Conscription Act and Commitment
In addition to the international agreements mentioned, the PYD is also violating its own »laws« and agreements: On July 13, 2014, the PYD passed the law on compulsory military service for the Syrian Kurdish areas. Articles 2 and 3 define to whom this law applies:
»(2) The duty of self-defence is a social and moral duty of the entire population. Therefore it is the responsibility of each family that resides in the region to supply a member to carry out this duty.«
»(3) The provisions of this law apply to all males between the ages of eighteen and thirty years. Women may volunteer themselves to self-defence.«
Hence, the recruitment of persons under the age of eighteen violates the PYD’s own law.
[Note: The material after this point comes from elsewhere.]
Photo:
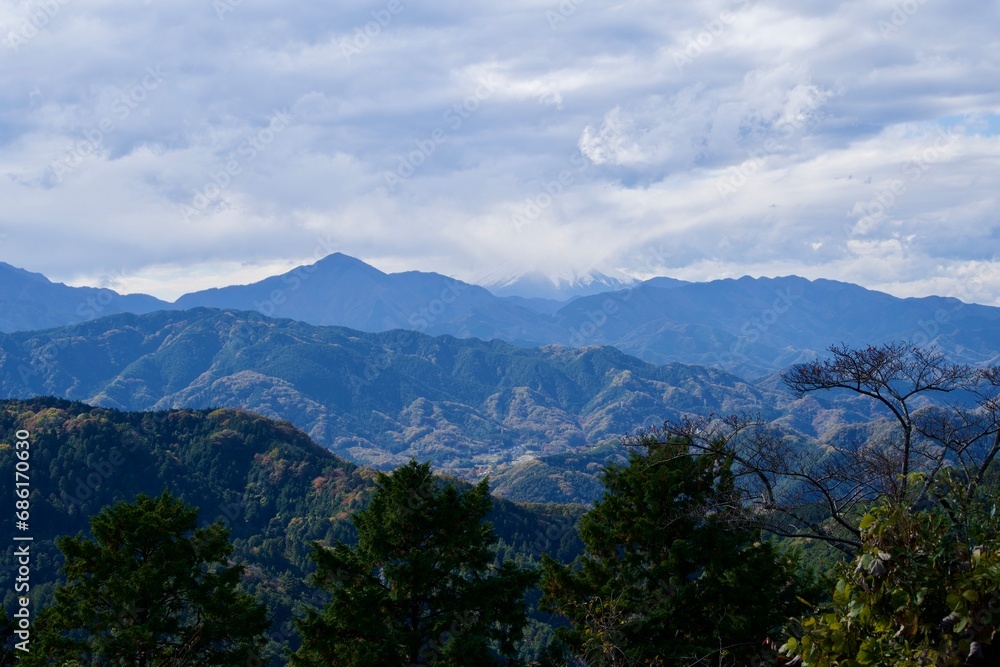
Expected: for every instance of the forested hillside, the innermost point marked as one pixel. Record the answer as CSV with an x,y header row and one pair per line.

Due to the initiative of the NGO Geneva Call, representatives of the YPG, YPJ and the »autonomous democratic self-administration« signed a declaration of commitment on July 5, 2014, whereby they pledged to protect children in armed conflicts [Deed of Commitment for the Protection of Children from the Effects of Armed Conflict]. This declaration determines that children under the age of eighteen shall not be used in armed conflicts and further be protected from the consequences of armed conflicts.
»By signing the Deed of Commitment protecting children in armed conflict, Ansas [armed non-State actors] agree, inter alia, to:
• prohibit the use of children in hostilities;
• ensure that children are not recruited into, or forcibly associated with, armed forces;
• release or disassociate children in safety and security;
• protect children from the effects of military operations;
• do their best to provide children with the aid and care they need, in cooperation with specialized child protection agencies.«
After signing the Deed of Commitment, allegedly one hundred forty-nine minors have been released from the ranks of YPG and PYD. Nevertheless, there has been no fundamental change in the recruitment practices of the PYD since the declaration was signed.